Para alguien que vivió en el pasado y especuló sobre las promesas tecnológicas del futuro, le es difícil aceptar el presente. Nuestro abuelo, con las arrugas que le tapan la cara, frunce el ceño cada vez que sale a la calle y no encuentra a nadie con un traje plateado, utilizando una mochila cohete o manejando un auto volador.
—Ya es el año 2011. ¿Dónde mierda está el futuro? —suele quejarse con una mezcla de enojo y desilusión. Luego pega media vuelta, se mete de nuevo a la casa y levanta la voz para que lo escuchemos todos—: ¡Y dónde mierda se metió el robot mayordomo! —remata.
Por supuesto que nuestro abuelo no desconoce las virtudes de la telefonía móvil e internet, pero tales inventos le son indiferentes ante la casa de fin de semana en la luna. El pobre viejo vive decepcionado; calculo que el pasado le prometió demasiado.

La comida de la comida

El humo de la exquisita sopa que se olfatea en la selva, se manifiesta físicamente en forma de mano. Los dedos se enganchan a los orificios de la nariz de un indígena y la víctima, seducida, se deja llevar boca abajo, levitando horizontalmente, serpenteando sobre el aire hasta llegar al lugar desde donde se origina el aroma.
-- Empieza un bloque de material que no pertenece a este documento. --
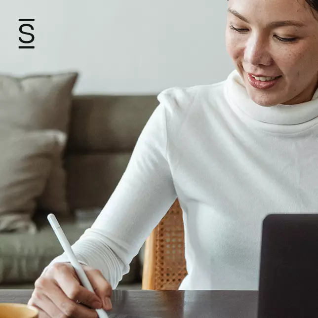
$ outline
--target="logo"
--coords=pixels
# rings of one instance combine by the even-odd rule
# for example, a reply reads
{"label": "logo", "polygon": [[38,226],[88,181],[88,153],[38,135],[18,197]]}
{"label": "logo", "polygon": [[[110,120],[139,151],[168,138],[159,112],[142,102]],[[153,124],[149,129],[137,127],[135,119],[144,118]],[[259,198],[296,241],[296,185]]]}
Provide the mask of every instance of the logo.
{"label": "logo", "polygon": [[[31,21],[34,21],[35,20],[34,19],[19,19],[19,21],[28,21],[28,22],[31,22]],[[30,33],[29,32],[26,32],[25,31],[23,30],[23,28],[30,28],[32,31],[34,30],[34,28],[32,26],[32,24],[30,24],[30,23],[24,23],[23,24],[21,24],[21,25],[20,26],[20,28],[19,28],[19,30],[20,31],[20,33],[22,33],[23,34],[26,34],[28,36],[30,36],[31,37],[31,39],[29,40],[23,40],[21,37],[19,37],[19,40],[20,40],[20,41],[21,43],[23,43],[24,44],[30,44],[33,41],[34,41],[35,39],[35,37],[34,35],[32,33]],[[29,30],[28,30],[29,31]],[[19,48],[34,48],[35,46],[34,45],[20,45],[19,46]]]}

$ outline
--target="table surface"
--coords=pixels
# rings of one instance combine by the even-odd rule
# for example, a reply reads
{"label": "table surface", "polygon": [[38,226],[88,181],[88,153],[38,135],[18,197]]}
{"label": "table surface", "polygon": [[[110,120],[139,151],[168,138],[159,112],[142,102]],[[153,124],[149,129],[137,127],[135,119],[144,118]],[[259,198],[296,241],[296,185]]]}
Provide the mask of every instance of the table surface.
{"label": "table surface", "polygon": [[[32,290],[0,290],[0,303],[26,304]],[[258,293],[254,291],[113,292],[110,318],[256,318]]]}

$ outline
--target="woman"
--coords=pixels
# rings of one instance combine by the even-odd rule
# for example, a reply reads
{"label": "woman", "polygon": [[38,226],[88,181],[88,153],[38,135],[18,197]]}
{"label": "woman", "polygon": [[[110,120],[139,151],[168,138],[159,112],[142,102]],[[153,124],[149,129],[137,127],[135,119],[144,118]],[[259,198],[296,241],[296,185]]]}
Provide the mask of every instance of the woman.
{"label": "woman", "polygon": [[97,317],[80,303],[110,309],[112,288],[177,197],[183,289],[257,289],[264,218],[317,213],[318,0],[230,0],[226,40],[236,70],[159,94],[117,188],[73,246],[96,295],[59,256],[29,302],[41,318]]}

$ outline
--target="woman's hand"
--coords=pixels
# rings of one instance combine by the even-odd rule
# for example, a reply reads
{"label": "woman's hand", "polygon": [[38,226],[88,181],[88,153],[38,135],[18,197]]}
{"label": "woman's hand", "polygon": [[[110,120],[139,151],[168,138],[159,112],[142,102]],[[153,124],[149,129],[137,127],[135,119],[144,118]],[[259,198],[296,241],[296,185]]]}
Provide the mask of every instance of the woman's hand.
{"label": "woman's hand", "polygon": [[95,309],[112,309],[112,286],[100,271],[81,266],[95,293],[80,284],[70,264],[53,264],[37,279],[28,302],[39,310],[39,318],[97,318]]}

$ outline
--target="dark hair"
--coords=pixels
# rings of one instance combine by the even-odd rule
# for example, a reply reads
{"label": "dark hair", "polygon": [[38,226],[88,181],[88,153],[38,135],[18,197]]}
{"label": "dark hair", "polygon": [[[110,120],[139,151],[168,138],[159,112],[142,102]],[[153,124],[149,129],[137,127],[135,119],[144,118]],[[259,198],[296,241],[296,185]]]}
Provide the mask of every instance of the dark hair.
{"label": "dark hair", "polygon": [[318,11],[318,0],[306,0],[306,1],[311,7]]}
{"label": "dark hair", "polygon": [[318,11],[318,0],[306,0],[306,1],[312,8]]}

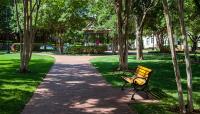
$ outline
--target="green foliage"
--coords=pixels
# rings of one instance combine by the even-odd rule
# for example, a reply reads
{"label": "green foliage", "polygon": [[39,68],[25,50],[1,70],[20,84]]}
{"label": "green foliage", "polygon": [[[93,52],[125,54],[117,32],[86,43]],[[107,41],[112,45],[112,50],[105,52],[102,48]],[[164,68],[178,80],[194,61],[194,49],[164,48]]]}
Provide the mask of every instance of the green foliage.
{"label": "green foliage", "polygon": [[107,50],[106,45],[101,46],[72,46],[68,48],[68,54],[102,54]]}
{"label": "green foliage", "polygon": [[[150,88],[161,89],[162,92],[167,94],[168,97],[160,99],[160,104],[150,104],[149,106],[133,106],[136,110],[143,110],[145,107],[152,107],[152,112],[159,112],[159,107],[166,111],[169,107],[173,107],[175,104],[178,104],[178,94],[177,87],[174,77],[173,65],[171,62],[171,57],[169,54],[156,54],[156,55],[145,55],[146,60],[137,61],[135,56],[129,56],[129,69],[134,69],[137,65],[143,65],[148,68],[153,69],[153,74],[150,78]],[[91,60],[93,66],[95,66],[98,71],[102,74],[105,80],[112,84],[113,87],[120,88],[123,85],[123,80],[121,79],[122,73],[116,71],[118,67],[118,58],[117,56],[107,56],[99,57]],[[193,73],[193,98],[194,98],[194,107],[195,109],[200,109],[200,65],[192,64],[192,73]],[[180,63],[180,72],[182,77],[182,85],[184,96],[187,94],[187,79],[185,72],[185,64]],[[126,73],[128,76],[133,76],[132,74]],[[186,100],[186,97],[185,97]],[[160,106],[162,105],[162,106]],[[148,111],[151,109],[148,108]],[[147,112],[148,112],[147,111]],[[144,112],[144,110],[143,110]],[[147,113],[146,112],[146,113]],[[162,112],[162,111],[161,111]]]}
{"label": "green foliage", "polygon": [[12,9],[9,1],[0,1],[0,33],[12,32]]}
{"label": "green foliage", "polygon": [[0,113],[20,114],[33,95],[54,59],[48,56],[33,55],[29,74],[17,72],[19,54],[0,53]]}

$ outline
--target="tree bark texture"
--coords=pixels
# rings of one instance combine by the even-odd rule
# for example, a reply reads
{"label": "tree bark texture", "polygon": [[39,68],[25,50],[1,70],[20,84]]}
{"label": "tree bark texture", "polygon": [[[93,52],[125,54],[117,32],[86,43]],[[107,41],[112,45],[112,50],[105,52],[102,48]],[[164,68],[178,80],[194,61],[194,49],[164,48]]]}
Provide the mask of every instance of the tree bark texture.
{"label": "tree bark texture", "polygon": [[33,48],[33,6],[32,0],[23,0],[24,6],[24,31],[23,31],[23,44],[22,44],[22,51],[21,51],[21,64],[20,64],[20,71],[23,73],[28,72],[28,65],[29,61],[31,60],[32,56],[32,48]]}
{"label": "tree bark texture", "polygon": [[[131,0],[115,0],[119,41],[119,70],[128,69],[128,25],[130,4]],[[125,10],[123,11],[123,9]]]}
{"label": "tree bark texture", "polygon": [[160,50],[160,52],[164,52],[164,38],[162,33],[156,33],[156,43],[157,43],[157,48]]}
{"label": "tree bark texture", "polygon": [[187,74],[187,92],[188,92],[187,111],[191,113],[193,111],[192,69],[191,69],[189,49],[188,49],[187,33],[185,30],[185,23],[184,23],[184,16],[183,16],[184,0],[177,0],[177,2],[178,2],[178,9],[179,9],[179,22],[180,22],[180,27],[181,27],[181,33],[182,33],[182,38],[184,39],[185,65],[186,65],[186,74]]}
{"label": "tree bark texture", "polygon": [[141,24],[141,17],[139,15],[135,15],[135,28],[136,28],[136,59],[137,60],[143,60],[143,48],[142,48],[142,28],[143,26],[140,26]]}
{"label": "tree bark texture", "polygon": [[181,113],[186,113],[184,99],[183,99],[183,90],[182,90],[182,85],[181,85],[180,70],[179,70],[179,65],[177,62],[175,46],[174,46],[174,38],[173,38],[173,32],[172,32],[172,20],[171,20],[170,14],[169,14],[169,7],[168,7],[167,0],[162,0],[162,4],[163,4],[163,8],[164,8],[164,15],[165,15],[165,20],[166,20],[166,24],[167,24],[167,34],[169,37],[172,62],[173,62],[173,66],[174,66],[174,73],[175,73],[176,84],[177,84],[177,89],[178,89],[179,109],[180,109]]}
Las verduras hierven en una inmensa olla mientras un brujo revuelve el agua burbujeante con su báculo. El indígena, notando el peligro, patalea en el aire tratando de desprenderse del humo y mientras avanza hacia la olla donde será cocinado, se le ocurre taparse la nariz. Automáticamente el hechizo desaparece, cae al suelo y al ver al brujo desarmado, opta por la mejor estrategia. Desenvaina el cuchillo que cuelga sobre su cintura y corre hacia su enemigo, decidido a rebanarlo en pedazos, arrojar las extremidades a la olla y cocinar una suculenta cena.

Una tacita de azúcar

Recuerdo un pasado que no quise vivir, sobrevivo un presente que no había pronosticado y me depara un futuro repleto de utopías. Convivo día a día con un sinfín de fantasías insatisfechas y, engañándome a mí mismo, he podido mantener bastante altas mis esperanzas de cumplirlas. Esta vigente, todavía, la de ser un astronauta y aunque el porcentaje de probabilidades sea nulo, continúo imaginándome sobre un escenario, tocando un piano de cola, con una inmensa multitud de personas cantando mis canciones. Me alimento de ilusiones y especulo constantemente con posibles realidades que se encuentran infinitamente alejadas de mis posibilidades. Como la fantasía con mi vecina, por ejemplo, que ahora se le da por venir a pedirme azúcar casi todos los días. Yo la invito a cenar y ella acepta encantada pero en el fondo sé que aquella situación es un mero espejismo; un holograma que se desvanece cuando intento abrazarla.